Unless you include some type of signal for what kind of state/action is undesirable, there is no reason for the agent to learn what to do. Right now everybody is doing this by looking at the rendered images and knowing implicitly what the problem is asking them to do.

Imagine you were the agent though. You receive a bunch of numbers. The environment says: good for you, here's +1! You then do something else. Good for you again. You never have any incentives to either do or don't do something.

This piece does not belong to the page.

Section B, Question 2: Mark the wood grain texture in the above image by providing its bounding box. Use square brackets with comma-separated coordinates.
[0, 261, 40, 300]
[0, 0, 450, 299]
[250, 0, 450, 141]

You could say, the reward is implicitly encoded by the length of the episode. But this would pretty much say that whenever you lose, you enter in a terminal state which will give you zero reward forever. But since this is not included in the gym, you'd have to code this yourself. And at that point, might as well add the -200 reward check.

@carlos-aguayo
Copy link
Author

@blabby Good catch, I indeed mixed them. However changing them shouldn't affect much.

@JKCooper2 Great catch on the decay rate, I hadn't noticed it was decaying so quickly. By moving it to the set_initial_state does what you suggest.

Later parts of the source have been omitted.